The latest “argument” against the passage of Proposition 8 has come out this week in the form of sarcasm. They’re hoping that you would think their argument is absurd, outlawing divorce due to the “sanctity of marriage” and to protect children and the sacred institution of marriage. The “gotcha” comes when they reveal they are using the words used in the Yes on 8 campaign against gay marriage.
For the anti Prop. 8 crowd who are trumpeting this call against what they would like to call hypocrisy, I would ask why the majority of that very same crowd can justify so cavalierly the ending of an innocent life, yet they picket outside San Quentin when mass murderers are put to death for their crimes, or live in trees for months on end so they won’t be cut down for the sake of development. A tree!
You see? The “hypocrisy” thing goes both ways.
But let me say this. We have to admit that our culture has asked for this. The divorce rate is astronomical. I could write a book on why, and how to avoid the pitfalls. As a single guy who has never married, I’m not sure that book would sell. But it is beyond debate that marriages are under assault. Not only from the outside, but from within.
Many people I know have endured divorce. In most cases, I have to say they made the right decisions in getting out of their abusive and damaging relationships.
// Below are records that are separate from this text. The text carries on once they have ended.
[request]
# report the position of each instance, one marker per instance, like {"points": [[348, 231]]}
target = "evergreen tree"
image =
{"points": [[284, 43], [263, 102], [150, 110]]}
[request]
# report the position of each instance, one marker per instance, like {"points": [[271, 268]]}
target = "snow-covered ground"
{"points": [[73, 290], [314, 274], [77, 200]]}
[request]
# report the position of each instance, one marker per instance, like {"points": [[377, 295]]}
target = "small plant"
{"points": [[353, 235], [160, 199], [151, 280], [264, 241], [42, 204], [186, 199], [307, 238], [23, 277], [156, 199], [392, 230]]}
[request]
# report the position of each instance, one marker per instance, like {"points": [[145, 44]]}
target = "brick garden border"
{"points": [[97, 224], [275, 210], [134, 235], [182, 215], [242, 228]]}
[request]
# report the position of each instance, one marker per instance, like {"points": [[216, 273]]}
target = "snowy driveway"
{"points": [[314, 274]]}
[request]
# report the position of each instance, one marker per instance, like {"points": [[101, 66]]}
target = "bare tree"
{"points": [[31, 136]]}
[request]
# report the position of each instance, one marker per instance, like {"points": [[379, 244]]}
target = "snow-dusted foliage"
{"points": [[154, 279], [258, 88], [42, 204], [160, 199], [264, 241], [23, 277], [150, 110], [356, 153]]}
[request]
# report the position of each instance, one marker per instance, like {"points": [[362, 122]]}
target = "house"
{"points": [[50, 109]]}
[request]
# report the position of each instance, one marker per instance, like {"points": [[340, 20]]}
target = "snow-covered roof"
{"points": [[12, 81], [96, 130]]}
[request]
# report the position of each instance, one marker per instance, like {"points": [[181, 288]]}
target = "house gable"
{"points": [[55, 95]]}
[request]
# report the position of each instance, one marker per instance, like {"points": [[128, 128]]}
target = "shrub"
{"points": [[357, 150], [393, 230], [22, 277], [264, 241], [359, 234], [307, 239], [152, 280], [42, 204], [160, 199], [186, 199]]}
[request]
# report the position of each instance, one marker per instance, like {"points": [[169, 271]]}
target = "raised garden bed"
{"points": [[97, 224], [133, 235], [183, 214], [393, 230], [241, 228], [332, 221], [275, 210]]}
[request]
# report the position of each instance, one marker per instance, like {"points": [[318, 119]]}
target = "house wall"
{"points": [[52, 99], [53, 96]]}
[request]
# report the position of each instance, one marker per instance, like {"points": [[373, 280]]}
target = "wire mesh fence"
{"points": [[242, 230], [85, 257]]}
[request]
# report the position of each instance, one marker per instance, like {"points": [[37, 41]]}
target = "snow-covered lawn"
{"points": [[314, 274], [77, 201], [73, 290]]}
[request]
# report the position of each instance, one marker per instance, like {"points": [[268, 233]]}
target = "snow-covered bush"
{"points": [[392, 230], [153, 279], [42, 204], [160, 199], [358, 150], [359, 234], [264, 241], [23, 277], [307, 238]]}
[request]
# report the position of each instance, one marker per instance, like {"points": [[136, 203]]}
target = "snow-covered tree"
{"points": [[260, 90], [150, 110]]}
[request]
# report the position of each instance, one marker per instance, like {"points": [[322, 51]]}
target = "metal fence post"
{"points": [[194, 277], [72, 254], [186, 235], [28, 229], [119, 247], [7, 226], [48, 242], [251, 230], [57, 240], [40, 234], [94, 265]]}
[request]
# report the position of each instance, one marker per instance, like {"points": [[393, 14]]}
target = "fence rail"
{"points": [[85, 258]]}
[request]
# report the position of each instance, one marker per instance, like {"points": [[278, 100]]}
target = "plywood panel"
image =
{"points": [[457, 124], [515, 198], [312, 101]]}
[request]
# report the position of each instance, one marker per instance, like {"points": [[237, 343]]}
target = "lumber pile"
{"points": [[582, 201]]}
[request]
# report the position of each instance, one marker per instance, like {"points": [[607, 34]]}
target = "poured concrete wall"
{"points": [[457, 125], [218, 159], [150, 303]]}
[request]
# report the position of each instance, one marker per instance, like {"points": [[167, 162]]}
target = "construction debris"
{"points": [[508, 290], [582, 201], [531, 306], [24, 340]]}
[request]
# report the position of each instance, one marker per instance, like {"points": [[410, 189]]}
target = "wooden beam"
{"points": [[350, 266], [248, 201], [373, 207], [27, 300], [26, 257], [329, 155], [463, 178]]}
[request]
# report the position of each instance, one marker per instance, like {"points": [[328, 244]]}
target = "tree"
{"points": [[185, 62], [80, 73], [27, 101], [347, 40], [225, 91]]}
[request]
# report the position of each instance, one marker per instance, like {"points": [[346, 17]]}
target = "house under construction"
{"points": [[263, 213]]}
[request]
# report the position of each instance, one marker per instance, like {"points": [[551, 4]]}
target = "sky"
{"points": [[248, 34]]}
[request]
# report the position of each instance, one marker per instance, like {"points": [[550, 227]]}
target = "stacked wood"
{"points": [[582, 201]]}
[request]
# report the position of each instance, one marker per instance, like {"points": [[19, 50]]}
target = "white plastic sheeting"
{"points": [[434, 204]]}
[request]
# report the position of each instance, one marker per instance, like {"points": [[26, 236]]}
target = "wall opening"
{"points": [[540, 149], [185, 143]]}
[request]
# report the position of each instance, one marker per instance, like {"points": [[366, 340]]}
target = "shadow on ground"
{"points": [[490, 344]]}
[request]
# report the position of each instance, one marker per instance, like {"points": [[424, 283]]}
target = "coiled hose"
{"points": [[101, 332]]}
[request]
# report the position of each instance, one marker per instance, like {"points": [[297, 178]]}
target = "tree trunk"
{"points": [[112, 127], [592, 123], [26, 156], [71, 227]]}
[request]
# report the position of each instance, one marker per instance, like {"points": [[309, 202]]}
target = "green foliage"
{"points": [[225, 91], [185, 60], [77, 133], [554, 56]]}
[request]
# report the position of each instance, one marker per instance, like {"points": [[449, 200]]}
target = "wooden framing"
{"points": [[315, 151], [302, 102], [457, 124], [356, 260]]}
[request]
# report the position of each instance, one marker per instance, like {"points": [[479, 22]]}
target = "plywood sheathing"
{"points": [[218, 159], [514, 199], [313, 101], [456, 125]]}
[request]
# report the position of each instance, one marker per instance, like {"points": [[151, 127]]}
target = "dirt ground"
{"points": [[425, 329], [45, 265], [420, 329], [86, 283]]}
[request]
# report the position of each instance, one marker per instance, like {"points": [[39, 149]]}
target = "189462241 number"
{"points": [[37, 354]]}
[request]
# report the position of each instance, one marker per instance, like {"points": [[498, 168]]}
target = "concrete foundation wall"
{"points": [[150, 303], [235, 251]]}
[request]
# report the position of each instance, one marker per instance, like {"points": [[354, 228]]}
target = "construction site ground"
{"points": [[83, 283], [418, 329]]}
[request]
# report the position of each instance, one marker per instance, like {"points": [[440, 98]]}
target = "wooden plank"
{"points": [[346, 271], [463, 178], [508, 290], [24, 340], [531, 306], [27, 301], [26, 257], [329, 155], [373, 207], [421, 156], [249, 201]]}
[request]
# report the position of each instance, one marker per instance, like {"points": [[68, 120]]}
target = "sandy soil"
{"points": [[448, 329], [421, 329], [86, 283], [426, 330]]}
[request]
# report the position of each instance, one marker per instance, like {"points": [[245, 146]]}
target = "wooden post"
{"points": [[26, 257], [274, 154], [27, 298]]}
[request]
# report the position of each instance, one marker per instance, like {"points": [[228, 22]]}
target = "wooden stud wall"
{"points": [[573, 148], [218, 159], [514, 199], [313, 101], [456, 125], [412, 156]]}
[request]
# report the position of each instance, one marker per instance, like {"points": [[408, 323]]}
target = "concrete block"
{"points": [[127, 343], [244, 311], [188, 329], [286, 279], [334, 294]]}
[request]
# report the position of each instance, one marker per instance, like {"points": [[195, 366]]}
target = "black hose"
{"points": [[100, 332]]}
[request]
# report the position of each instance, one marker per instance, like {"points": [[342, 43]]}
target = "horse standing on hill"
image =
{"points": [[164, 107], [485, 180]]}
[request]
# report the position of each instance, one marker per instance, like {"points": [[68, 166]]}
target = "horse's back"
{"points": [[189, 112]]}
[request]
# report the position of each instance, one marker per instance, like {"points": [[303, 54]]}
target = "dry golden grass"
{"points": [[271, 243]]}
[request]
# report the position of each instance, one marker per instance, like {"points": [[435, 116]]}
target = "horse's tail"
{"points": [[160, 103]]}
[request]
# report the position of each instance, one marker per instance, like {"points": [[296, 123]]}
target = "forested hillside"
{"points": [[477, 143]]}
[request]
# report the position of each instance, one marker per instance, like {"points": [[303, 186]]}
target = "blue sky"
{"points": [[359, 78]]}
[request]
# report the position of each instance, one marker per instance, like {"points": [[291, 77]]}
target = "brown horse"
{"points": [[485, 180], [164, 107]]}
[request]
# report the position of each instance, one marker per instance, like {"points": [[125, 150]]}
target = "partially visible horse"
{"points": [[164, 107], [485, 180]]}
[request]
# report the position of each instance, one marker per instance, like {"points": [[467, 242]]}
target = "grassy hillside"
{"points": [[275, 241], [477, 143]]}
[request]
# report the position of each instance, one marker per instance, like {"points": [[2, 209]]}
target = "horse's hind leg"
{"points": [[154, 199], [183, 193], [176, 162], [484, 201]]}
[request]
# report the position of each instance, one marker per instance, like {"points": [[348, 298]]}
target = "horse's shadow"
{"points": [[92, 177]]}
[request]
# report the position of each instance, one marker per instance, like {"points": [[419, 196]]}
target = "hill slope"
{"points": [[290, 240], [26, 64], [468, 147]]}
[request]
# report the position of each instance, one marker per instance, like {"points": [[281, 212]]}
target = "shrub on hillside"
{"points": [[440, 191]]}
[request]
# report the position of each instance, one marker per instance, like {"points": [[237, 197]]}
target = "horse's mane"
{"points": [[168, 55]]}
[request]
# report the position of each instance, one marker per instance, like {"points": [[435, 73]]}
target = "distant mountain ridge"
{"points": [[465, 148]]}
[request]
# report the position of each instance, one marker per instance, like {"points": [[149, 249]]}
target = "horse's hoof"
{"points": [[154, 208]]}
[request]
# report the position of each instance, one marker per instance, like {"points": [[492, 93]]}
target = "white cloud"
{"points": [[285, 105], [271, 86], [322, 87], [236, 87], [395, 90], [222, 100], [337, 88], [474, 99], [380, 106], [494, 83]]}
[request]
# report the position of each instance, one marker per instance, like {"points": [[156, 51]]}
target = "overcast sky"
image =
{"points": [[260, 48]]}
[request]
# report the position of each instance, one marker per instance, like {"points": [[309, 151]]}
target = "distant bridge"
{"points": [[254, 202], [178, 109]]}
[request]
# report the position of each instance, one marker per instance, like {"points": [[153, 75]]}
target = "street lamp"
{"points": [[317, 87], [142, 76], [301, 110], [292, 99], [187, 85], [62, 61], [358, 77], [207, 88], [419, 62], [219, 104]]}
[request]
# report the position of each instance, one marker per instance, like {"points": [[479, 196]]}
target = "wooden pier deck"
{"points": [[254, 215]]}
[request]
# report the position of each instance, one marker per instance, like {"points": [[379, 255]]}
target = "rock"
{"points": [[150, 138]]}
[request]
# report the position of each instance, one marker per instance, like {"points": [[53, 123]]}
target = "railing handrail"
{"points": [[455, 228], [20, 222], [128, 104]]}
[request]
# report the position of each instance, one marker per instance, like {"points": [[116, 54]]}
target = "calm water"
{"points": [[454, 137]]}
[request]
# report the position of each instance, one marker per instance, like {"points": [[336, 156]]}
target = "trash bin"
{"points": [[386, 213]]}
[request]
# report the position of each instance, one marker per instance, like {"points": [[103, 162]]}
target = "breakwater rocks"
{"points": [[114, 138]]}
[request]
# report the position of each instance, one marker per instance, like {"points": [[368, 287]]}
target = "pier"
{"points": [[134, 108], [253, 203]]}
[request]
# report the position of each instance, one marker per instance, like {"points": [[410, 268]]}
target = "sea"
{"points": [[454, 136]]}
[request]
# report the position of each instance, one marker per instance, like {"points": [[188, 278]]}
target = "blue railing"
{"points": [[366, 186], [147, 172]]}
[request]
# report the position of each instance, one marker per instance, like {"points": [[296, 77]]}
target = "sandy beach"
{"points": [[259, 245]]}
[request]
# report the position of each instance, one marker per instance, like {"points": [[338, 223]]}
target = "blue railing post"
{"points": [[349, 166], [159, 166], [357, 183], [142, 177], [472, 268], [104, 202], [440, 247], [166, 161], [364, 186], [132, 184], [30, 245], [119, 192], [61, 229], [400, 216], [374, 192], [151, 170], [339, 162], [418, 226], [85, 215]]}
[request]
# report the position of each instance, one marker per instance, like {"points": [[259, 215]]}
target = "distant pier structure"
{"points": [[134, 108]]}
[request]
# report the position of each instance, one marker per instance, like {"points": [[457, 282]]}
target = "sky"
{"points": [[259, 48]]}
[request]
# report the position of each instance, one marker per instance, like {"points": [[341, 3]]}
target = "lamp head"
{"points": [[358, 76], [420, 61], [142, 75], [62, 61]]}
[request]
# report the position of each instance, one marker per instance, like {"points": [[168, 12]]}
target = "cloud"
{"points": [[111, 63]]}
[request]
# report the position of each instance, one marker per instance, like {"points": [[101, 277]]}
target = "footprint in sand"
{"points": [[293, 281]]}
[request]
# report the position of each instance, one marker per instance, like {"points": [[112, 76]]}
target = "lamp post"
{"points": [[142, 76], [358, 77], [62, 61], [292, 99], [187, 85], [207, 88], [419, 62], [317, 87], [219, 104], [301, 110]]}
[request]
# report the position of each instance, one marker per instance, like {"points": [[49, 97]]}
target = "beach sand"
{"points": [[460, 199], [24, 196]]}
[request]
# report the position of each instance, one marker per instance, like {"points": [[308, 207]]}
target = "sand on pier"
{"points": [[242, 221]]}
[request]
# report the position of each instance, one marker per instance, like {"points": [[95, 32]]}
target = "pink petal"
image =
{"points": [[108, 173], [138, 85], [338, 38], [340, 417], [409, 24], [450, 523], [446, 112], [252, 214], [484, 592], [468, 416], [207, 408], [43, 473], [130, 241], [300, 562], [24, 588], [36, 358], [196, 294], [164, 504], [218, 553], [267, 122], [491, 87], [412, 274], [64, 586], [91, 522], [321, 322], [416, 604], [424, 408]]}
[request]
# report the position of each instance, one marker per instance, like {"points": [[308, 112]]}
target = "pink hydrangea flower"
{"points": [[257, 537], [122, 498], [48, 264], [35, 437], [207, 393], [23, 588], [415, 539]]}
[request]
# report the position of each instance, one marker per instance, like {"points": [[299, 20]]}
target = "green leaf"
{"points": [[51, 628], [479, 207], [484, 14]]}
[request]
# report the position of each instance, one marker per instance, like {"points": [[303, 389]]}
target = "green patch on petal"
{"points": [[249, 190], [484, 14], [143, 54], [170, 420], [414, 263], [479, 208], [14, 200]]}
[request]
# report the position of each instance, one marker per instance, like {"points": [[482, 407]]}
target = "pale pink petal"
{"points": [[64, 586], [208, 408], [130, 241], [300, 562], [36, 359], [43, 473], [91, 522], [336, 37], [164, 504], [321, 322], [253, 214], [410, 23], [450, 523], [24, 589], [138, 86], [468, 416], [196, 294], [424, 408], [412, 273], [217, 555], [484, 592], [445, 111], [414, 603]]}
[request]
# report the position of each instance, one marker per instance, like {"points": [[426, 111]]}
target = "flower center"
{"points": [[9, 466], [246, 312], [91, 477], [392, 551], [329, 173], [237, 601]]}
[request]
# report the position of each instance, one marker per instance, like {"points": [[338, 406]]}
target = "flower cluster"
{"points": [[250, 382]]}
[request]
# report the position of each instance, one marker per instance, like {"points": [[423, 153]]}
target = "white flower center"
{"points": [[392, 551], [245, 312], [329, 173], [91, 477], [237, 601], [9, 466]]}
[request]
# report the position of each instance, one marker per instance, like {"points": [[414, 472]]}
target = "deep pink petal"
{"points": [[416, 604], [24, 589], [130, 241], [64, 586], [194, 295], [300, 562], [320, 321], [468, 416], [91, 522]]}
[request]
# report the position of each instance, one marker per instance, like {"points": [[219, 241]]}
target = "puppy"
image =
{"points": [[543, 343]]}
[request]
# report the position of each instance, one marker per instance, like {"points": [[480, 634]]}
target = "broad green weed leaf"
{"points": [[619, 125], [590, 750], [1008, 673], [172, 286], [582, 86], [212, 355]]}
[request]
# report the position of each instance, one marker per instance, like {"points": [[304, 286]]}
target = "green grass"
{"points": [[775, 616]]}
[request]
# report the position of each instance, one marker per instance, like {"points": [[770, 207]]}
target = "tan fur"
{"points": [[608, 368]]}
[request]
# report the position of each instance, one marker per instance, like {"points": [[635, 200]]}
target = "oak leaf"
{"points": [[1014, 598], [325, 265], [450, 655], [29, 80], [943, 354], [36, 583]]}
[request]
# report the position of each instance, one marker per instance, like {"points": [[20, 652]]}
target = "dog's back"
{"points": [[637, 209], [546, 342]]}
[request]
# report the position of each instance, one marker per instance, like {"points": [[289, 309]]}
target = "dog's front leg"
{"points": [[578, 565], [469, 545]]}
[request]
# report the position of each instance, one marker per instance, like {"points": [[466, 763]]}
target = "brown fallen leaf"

However, I have heard many of those very same people admit that they saw signs before the wedding day of the very things which eventually destroyed the relationships.
Believe me, I hate being alone. And I’m scared to live the rest of my life alone, and to die alone. My parents are each approaching their mid 70s, and both have health issues which are in varying degrees of seriousness. I can’t imagine either one of them without the other. I don’t want to be in my 70s and alone. Heck, I’m not enjoying be in my 40s and being alone. But despite my fear of that, I fear more the concept of being in a marriage which was practically doomed before it began.
I originally had a much different ending to this post, but I’ve chosen to go a different direction after reviewing my Veteran’s Day post. It changed my mood about things, and thus, changed the tone in which I want to end this post. Whether or not you’re married is not the point I want to make. I would simply like to issue you the same challenge I’m giving myself. That we would live our lives consistently, not giving anyone room to make claims of inconsistencies in us. It’s wonderful to be politically active, particularly on issues which have a direct affect on the moral culture of our state and country. But let’s also declare war against the battle within. It’s one thing to stand on a street corner waving signs at passing cars. It’s another thing to take time and spend it with hurting people and loving them…when no one is looking. It’s another thing to do the right thing…when no one is looking.